Menurut Suharno, masyarakat Pati akan terus memperjuangkan pembebasan Botok dan Teguh. Dia juga menegaskan, mereka tidak gentar meski berisiko mengalami kriminalisasi serupa.
“Kami tidak melibatkan massa, tapi massa yang terlibat. Kami tidak takut. Kebenaran akan terus kami perjuangkan,” katanya.
Suharno juga menyoroti ketimpangan penegakan hukum. Dia menyinggung peristiwa banjir di Jalan Kaligawe, Semarang, yang menutup jalur Pantura selama 11 hari tanpa ada pejabat yang diproses hukum.
“Pantura diblokir banjir 11 hari, tidak ada yang ditangkap. AMPB blokir 15 menit, malah diancam 9 tahun penjara. Di mana keadilannya?” ujarnya.
Dalam aksi itu, dua kakak perempuan Botok, Mulyati (55) dan Mukijah (50) tampak menangis di depan pagar besi Mapolda Jateng. Mereka datang dari Pati sejak pagi bersama rombongan massa.
“Anak dan istrinya baru bisa menjenguk. Saya belum diizinkan masuk,” ujar Mulyati sambil meneteskan air mata.
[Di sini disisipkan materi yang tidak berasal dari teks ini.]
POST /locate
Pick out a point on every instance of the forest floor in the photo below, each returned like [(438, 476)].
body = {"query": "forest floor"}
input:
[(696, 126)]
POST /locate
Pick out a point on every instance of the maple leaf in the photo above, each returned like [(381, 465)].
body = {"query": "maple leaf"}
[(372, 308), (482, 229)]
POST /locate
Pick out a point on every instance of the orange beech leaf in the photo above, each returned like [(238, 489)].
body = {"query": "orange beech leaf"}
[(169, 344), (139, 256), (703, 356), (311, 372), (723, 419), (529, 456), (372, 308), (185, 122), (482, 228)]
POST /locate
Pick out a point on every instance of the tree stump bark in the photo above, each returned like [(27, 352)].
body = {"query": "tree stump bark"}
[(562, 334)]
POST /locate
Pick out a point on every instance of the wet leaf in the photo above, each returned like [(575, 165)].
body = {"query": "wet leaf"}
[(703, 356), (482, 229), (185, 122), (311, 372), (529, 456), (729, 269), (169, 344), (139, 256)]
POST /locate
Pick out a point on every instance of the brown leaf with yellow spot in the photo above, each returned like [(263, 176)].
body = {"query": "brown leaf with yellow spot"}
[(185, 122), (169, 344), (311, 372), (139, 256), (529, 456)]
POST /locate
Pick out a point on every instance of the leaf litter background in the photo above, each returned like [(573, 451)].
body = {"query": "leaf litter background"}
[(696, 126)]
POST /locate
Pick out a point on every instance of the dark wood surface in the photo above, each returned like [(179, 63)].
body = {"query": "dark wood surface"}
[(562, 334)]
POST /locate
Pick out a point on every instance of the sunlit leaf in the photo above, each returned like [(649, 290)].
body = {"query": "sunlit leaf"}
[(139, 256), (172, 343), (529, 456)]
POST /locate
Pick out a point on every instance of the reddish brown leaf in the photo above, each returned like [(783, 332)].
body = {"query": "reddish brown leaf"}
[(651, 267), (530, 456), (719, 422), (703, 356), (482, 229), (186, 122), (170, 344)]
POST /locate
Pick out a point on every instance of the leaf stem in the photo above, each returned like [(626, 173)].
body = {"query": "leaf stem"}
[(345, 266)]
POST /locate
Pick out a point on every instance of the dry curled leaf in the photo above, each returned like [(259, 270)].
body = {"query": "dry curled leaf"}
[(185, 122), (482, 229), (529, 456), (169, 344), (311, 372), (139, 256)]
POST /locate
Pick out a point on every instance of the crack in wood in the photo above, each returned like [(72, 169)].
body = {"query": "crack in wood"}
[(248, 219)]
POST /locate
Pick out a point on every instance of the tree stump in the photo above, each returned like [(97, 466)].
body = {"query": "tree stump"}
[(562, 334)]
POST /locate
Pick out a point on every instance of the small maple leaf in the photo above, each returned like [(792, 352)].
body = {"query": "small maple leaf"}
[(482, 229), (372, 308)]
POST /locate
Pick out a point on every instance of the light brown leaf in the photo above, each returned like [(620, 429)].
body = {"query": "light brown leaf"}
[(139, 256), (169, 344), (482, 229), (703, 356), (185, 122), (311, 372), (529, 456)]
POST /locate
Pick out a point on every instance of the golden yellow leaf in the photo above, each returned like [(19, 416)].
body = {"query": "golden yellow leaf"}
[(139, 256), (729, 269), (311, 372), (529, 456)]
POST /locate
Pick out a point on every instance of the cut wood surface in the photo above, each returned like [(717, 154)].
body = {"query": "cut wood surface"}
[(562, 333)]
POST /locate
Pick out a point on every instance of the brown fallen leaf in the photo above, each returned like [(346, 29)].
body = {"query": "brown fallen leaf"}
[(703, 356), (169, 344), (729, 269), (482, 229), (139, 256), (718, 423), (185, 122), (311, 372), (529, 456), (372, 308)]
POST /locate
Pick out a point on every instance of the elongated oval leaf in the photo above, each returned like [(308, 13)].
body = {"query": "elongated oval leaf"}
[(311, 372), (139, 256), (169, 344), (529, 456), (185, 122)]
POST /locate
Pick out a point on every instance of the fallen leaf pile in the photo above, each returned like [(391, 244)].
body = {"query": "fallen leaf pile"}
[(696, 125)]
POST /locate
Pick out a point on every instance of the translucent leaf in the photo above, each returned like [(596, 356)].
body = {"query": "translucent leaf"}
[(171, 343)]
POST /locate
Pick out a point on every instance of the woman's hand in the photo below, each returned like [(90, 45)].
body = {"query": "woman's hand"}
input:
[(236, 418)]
Menurutnya, masyarakat Pati saat ini bisa merasakan dampak perjuangan Botok yang menolak kenaikan Pajak Bumi dan Bangunan (PBB) hingga 250 persen.
“Soal pajak, turun itu karena Mas Botok. Kenaikan 250 persen itu mencekik wong cilik. Bupati Pati harus tanggung jawab,” ujarnya.
Sebelumnya, polisi telah menetapkan Botok dan Teguh sebagai tersangka atas dugaan tindak pidana mengganggu ketertiban umum melalui aksi pemblokiran Jalan Pantura Pati-Juwana.
Aksi tersebut dinilai menyebabkan kemacetan total selama sekitar 15 menit dan mengganggu aktivitas masyarakat. (fajar)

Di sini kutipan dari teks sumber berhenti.